The Gaspee Affair of 1772
The First Blow for Freedom
Shortly before midnight on June 9, 1772, approximately sixty armed men from Providence, Rhode Island set out in eight longboats for Namquid Point where His Majesty's Ship Gaspee had run aground. The majority of these men, who comprised the social elite of Providence, were disguised with black-smeared faces or Indian headdresses. Led by John Brown, a wealthy merchant and member of one of Rhode Island's most prestigious families, their intentions were nothing less than the deliberate destruction of the government ship on duty in Narragansett Bay.
"Burning Of The Gaspee" by Karl Doerflinger
The roots of this action are found in 1763 when, as a result of the French and Indian War, England had gained control of Canada, Florida, and the lands west to the Mississippi River. In order to protect these new territories, the British needed an occupying army along the frontier. This force would be rather costly, so the British Crown turned to the thirteen colonies to offer financial support. The colonists were outraged for two reasons. First, they questioned the funding of any frontier army when British policy forbade the colonists to settle in the newly acquired lands. Secondly, the British were now attempting to take more control over colonial trade after taking a rather liberal stance for over 100 years. In 1764, a series of taxes were passed which led to stronger resentment throughout the colonies. Rhode Island became particularly infuriated because these new taxes greatly affected commerce -- the life-blood of the tiny colony which had very limited resources with the exception of Narragansett Bay.

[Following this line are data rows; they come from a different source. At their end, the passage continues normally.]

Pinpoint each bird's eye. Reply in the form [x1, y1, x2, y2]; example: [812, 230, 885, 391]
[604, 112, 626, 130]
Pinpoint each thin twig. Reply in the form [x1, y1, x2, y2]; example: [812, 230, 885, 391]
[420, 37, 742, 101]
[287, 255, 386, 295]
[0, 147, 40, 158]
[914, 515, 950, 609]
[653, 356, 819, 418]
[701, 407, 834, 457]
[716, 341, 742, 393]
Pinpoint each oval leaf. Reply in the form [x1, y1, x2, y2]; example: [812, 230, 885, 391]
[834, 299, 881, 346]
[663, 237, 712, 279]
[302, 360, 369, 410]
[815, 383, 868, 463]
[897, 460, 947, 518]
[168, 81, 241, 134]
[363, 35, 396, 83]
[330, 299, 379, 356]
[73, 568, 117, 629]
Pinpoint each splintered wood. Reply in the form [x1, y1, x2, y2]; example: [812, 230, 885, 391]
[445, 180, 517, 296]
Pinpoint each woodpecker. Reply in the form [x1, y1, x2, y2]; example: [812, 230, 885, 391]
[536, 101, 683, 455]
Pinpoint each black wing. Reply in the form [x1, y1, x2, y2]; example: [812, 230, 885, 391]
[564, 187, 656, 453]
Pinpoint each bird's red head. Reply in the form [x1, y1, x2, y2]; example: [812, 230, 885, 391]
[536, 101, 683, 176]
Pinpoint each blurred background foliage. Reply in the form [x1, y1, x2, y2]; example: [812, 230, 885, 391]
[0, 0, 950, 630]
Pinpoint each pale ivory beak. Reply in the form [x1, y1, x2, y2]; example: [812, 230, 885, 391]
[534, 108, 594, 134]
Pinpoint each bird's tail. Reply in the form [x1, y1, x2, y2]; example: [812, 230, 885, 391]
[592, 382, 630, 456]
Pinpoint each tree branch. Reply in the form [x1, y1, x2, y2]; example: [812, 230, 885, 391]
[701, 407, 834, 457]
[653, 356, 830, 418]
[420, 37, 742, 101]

Ports such as Newport and Providence had turned away from the required British system of mercantilism (to trade only with England) and brought a great deal of wealth and commerce from around the globe. Now, these illegal activities were to be stamped out. Couple this with the increased burden of taxes, and one can well imagine the anger and resentment felt by all Rhode Islanders.
In 1772, the two-masted schooner H.M.S. Gaspee, under the command of the stern Lieutenant William Dudingston, was transferred from Pennsylvania to New England in order to stem the tide of illegal trade. In fact, the Dudingston's efforts were so successful, the British government believed that riots might break out because he seized so many ships. Regardless, the smuggling activities continued and were particularly pronounced in Narragansett Bay, so the Crown ordered the Gaspee to patrol there permanently in early March. As the months progressed, Dudingston's aggressive tactics continued to incite the colonists. He pursued every ship from the large merchantmen to the small traders and fishermen. The Gaspee crew was even ordered to take supplies from area farmers without permission or compensation. When news of these actions reached Rhode Island governor Joseph Wanton, he called for a meeting with Lieutenant Dudingston to voice the residents concerns. Dudingston refused and continued his strategy of disrupting commerce throughout Narragansett Bay.
On June 9, the Gaspee attempted to stop and search the Hannah, a small trader from Newport bound for Providence. The captain of the Hannah, Benjamin Lindsey, refused to comply even after warning shots were fired from the Gaspee. Lindsey lured Dudingston into an area off Namquid point, an area which Lindsey knew to be very shallow at low tide. By two o'clock, the Gaspee had run aground and the Hannah raced away. Upon arrival in Providence, Lindsey informed John Brown of his experiences. Brown saw this as an opportunity for revenge and called upon his loyal sea captain, Abraham Whipple, to muster a crew. Within a few hours, the sixty men shoved off from Fenner's Warf to make the six mile journey to where the Gaspee was stranded.
The dark moonless evening kept the longboats out of sight until they were within 60 to 100 yards of the ship. This was important because each man knew that if they were detected, the eight large guns of the Gaspee would tear them to shreds. By the time the Gaspee's sentinel raised the alarm, the ship was surrounded. John Brown, describing himself as the Sheriff of Kent County, called for the surrender of the Gaspee and Lieutenant Dudingston. In response, Dudingston ordered the crew to fire upon anyone who attempted to board the ship. Shortly thereafter, the Rhode Islanders rushed the decks of the Gaspee and, in the melee, Dudingston was struck by a musket ball in the arm and fell to the deck. The remainder of the crew, most of whom were asleep below deck, were overcome by the raiding party and Dudingston was forced to surrender. The captured crew was bound, placed into the longboats, and placed on shore in the Pawtuxet area. The leaders then removed most of the documents aboard the Gaspee and ordered the ship to be burned. Little did they realize that the flames that reached into the night sky were, in reality, lighting the way to the forthcoming American Revolution.
The following day, the towns of Providence, Bristol, and Newport were abuzz with the events of the previous evening. Many people saw the flames and heard the explosions. Yet, when the investigation of the Gaspee affair was opened on June 10, 1772 until its closure a year later, not one individual claimed to know any detail surrounding those involved or the course of action. It was not until after the Americans had succeeded in obtaining their independence that the stories were told and written.